Olhou em volta e não viu nada, até onde conseguiu enxergar, em qualquer direção a linha do horizonte era contínua. Seguiu os instintos primitivos, um passo para frente, um para trás, testou a resistência do chão, deu uns pulinhos tímidos. O espaço físico existe, concluiu, encarou o céu, ou a coisa que deveria estar no lugar de um céu, sentiu uma tontura e sentou. A temperatura era amena, buscou sua sombra sem sucesso. Tentou resgatar a última memória, lembrou de vozes sem contexto e algumas formas que não conseguiu identificar. Era a expressão máxima da abstração, um elemento isolado, um corpo solitário em um ambiente estranho. Quis sentir medo, uma reação natural que confirmasse a existência de uma entidade malévola, uma saída que não encontrou. Levantou-se e começou a caminhar em linha reta, tinha o espírito otimista. E ao pó retornaremos, disse em voz alta ao iniciar sua jornada.

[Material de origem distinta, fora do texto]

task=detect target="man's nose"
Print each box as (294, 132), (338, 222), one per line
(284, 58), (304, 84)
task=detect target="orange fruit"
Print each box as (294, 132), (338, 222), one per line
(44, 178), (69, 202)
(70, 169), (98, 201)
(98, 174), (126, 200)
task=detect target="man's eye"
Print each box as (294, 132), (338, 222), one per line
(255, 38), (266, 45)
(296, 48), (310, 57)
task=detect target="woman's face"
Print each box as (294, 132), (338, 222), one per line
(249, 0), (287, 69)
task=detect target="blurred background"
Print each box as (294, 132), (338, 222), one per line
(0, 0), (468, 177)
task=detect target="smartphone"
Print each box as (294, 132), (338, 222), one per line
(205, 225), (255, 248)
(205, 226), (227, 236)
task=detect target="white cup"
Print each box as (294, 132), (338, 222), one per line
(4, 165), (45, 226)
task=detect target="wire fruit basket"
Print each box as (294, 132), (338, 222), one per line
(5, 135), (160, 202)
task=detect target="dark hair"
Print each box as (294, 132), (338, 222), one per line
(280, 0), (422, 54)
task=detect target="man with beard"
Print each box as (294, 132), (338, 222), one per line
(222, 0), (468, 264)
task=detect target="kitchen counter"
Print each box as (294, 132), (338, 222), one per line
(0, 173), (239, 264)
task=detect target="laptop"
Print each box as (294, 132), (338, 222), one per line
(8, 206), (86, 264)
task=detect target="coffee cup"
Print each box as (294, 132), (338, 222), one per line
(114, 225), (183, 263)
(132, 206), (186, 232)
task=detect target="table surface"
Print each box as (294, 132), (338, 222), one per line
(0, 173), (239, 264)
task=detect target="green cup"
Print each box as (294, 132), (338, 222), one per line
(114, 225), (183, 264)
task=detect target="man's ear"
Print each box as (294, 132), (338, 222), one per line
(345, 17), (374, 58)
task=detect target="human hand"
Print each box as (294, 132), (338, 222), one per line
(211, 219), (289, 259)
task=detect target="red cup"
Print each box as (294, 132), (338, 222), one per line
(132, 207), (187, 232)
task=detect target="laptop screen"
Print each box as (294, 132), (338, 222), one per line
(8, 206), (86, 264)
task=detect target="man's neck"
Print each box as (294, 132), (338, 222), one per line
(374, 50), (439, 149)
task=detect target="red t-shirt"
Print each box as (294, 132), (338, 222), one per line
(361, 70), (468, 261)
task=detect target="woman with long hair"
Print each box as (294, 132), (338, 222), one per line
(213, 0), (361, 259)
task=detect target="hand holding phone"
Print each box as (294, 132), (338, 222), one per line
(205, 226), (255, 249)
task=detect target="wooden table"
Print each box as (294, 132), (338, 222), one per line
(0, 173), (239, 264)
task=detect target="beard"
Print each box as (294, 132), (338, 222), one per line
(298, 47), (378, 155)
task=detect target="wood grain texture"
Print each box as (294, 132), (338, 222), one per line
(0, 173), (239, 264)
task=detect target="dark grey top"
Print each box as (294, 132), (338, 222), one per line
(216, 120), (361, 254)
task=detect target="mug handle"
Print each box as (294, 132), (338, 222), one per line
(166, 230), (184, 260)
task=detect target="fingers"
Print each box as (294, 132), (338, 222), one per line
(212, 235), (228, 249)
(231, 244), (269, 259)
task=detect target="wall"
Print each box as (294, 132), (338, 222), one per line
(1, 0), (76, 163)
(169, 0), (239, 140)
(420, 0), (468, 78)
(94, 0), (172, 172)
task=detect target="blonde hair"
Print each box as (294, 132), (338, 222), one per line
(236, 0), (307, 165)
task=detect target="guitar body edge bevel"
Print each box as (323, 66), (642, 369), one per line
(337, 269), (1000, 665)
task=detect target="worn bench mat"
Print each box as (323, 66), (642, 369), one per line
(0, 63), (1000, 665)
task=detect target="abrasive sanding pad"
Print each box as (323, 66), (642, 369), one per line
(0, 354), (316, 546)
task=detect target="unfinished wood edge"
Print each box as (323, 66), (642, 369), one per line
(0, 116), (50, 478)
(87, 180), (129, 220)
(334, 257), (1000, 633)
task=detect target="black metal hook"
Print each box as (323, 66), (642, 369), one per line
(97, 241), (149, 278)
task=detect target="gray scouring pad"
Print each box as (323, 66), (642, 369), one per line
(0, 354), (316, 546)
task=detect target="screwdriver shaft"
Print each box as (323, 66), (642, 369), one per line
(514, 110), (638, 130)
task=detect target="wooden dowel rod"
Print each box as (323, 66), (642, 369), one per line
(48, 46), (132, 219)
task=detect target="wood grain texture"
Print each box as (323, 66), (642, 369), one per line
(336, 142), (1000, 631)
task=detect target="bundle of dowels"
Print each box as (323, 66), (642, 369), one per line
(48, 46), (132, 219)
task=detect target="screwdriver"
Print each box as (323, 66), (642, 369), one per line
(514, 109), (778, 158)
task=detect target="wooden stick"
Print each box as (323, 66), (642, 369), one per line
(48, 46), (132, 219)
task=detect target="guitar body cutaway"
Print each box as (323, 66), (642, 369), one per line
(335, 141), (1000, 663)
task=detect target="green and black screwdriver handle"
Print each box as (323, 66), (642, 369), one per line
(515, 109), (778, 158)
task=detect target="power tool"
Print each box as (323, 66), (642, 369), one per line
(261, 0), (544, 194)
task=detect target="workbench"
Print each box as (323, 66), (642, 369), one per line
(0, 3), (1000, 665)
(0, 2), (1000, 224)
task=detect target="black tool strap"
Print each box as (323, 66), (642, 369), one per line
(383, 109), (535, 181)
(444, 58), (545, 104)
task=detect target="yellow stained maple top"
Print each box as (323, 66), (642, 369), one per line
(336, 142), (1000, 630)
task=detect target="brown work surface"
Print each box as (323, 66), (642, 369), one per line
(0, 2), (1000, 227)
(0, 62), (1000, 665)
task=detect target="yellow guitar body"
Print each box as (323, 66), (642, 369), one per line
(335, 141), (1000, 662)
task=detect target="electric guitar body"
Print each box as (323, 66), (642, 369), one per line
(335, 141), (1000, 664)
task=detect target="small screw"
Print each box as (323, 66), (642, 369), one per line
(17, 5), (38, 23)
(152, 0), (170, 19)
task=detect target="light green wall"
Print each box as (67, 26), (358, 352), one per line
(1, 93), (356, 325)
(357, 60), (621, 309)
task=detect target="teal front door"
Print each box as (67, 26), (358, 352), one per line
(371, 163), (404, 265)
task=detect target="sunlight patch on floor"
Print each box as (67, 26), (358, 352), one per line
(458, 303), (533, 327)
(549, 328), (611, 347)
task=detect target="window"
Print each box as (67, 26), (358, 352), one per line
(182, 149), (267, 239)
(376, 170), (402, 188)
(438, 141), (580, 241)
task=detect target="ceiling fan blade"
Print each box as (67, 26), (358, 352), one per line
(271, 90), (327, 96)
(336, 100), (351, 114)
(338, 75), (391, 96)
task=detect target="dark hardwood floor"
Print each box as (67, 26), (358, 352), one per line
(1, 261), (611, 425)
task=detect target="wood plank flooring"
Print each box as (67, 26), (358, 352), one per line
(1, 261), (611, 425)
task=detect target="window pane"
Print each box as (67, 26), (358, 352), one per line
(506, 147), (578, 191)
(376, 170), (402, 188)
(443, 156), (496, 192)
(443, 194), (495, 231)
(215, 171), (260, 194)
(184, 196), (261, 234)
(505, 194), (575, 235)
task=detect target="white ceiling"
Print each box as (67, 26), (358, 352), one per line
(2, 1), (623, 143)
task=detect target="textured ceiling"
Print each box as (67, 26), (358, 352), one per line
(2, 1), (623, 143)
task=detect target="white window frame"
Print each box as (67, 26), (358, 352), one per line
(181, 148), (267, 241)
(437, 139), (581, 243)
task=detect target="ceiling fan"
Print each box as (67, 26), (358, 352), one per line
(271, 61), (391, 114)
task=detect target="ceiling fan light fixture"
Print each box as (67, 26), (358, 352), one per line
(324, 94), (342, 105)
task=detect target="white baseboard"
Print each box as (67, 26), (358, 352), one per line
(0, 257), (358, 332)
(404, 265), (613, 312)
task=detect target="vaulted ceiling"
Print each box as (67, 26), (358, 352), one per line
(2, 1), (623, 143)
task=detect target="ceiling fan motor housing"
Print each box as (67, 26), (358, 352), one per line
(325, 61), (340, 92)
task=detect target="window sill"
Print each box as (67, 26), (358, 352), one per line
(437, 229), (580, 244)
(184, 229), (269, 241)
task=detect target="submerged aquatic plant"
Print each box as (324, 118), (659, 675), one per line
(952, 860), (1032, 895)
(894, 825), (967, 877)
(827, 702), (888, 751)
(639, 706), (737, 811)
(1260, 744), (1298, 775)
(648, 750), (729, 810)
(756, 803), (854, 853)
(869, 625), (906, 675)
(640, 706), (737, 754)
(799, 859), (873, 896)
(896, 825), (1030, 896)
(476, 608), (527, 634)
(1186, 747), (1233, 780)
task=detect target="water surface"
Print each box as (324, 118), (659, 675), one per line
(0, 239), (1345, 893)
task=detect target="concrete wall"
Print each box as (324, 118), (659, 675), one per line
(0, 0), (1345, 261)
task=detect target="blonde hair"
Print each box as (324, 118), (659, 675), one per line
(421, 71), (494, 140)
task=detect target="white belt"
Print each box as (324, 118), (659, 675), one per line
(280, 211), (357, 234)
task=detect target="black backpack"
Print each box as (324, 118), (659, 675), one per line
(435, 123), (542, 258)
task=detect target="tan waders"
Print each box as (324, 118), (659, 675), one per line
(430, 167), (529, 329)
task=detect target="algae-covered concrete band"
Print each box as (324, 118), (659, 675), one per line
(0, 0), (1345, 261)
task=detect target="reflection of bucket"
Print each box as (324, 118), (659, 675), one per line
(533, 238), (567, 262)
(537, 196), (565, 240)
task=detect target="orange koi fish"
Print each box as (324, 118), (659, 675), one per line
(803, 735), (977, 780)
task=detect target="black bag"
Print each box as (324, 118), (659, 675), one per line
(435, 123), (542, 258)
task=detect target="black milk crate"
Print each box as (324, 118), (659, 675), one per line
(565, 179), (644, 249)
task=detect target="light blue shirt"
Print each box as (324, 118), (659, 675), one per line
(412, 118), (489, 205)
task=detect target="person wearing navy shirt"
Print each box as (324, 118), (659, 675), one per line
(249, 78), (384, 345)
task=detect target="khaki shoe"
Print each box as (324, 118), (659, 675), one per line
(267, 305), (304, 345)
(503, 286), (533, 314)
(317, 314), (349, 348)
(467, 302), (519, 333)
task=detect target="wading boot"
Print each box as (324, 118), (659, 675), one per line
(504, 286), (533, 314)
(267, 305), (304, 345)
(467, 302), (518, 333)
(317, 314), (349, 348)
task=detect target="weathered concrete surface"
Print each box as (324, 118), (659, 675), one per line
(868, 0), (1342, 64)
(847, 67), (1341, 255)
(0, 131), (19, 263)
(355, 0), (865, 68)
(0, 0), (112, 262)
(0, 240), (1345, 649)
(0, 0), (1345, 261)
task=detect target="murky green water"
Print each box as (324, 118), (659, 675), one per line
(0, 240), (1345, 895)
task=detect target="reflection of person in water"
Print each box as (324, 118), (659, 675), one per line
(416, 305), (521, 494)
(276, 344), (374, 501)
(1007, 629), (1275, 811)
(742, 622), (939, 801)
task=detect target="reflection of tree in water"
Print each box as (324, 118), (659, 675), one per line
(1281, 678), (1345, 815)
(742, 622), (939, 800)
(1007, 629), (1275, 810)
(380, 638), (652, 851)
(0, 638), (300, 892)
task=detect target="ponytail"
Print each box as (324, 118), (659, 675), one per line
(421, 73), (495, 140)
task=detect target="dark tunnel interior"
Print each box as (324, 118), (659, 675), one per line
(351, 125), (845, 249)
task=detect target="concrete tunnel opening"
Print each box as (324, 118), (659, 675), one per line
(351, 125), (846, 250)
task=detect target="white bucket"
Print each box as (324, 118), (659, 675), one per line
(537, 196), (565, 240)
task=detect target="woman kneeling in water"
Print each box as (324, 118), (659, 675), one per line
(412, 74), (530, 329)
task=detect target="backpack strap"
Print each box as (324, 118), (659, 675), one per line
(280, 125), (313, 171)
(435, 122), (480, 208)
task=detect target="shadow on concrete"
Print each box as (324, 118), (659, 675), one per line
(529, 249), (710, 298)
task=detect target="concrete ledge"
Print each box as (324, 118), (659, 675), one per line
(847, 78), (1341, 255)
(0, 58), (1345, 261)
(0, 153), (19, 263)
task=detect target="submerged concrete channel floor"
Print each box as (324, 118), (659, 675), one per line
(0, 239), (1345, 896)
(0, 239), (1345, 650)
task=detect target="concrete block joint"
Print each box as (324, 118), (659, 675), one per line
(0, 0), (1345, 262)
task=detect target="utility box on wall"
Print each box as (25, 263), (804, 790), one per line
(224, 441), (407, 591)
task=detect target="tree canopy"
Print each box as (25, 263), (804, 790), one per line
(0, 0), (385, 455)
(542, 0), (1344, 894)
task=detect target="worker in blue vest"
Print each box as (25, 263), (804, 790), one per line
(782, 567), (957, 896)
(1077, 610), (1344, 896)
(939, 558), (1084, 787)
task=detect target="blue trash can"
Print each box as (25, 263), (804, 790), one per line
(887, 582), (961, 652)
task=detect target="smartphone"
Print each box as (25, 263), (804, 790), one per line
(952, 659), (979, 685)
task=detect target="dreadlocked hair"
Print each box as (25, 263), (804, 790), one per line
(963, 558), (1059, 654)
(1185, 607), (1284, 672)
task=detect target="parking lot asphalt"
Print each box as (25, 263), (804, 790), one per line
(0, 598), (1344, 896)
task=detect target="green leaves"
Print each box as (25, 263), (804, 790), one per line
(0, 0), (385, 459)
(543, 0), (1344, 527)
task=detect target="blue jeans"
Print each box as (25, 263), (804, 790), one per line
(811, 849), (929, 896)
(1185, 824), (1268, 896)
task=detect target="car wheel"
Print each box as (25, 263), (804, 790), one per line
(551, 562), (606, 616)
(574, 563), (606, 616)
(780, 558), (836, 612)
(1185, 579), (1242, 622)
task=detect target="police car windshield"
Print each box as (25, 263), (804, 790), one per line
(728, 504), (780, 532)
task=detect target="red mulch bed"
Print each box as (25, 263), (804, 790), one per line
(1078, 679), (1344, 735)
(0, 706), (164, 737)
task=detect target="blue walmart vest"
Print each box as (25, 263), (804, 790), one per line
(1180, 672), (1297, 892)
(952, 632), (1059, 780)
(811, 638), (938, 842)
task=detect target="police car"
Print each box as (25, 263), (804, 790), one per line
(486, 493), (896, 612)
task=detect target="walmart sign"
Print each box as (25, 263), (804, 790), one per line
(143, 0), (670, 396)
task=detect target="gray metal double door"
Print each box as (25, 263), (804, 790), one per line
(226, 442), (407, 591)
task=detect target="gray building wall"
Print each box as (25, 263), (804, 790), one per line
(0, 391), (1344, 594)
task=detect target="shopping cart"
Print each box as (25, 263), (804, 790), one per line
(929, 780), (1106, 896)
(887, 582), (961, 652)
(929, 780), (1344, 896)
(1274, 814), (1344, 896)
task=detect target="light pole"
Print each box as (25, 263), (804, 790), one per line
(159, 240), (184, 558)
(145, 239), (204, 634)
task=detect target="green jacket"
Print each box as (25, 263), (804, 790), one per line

Após algum tempo decidiu parar para descansar, trocou o exercício monótono pela observação tediosa. Se sentisse fome ou sede seria seu fim, o pensamento mórbido era quase palpável. Deitou o corpo na superfície do nada e fechou os olhos. Finalmente foi capaz de distinguir formas e sons, suas mãos estavam cobertas de sangue e ao seu lado centenas de outros corriam apressados, subiam escadas e escalavam janelas, em um altar suspenso por grossas correntes viu o alvo de tudo aquilo: uma coroa, um senso de dever possuiu seu corpo, devia conseguir a coroa. Entorpecido pela adrenalina, despertou e acostumou a vista com o nada. Nenhuma recompensa lhe esperava, aos poucos, como o vento varre os grãos de areia, perdeu a lembrança daqueles eventos.
De forma natural, perdeu a capacidade de fazer conexões lógicas, construções conceituais intrínsecas ao poder da mente, sua realidade se tornou o nada.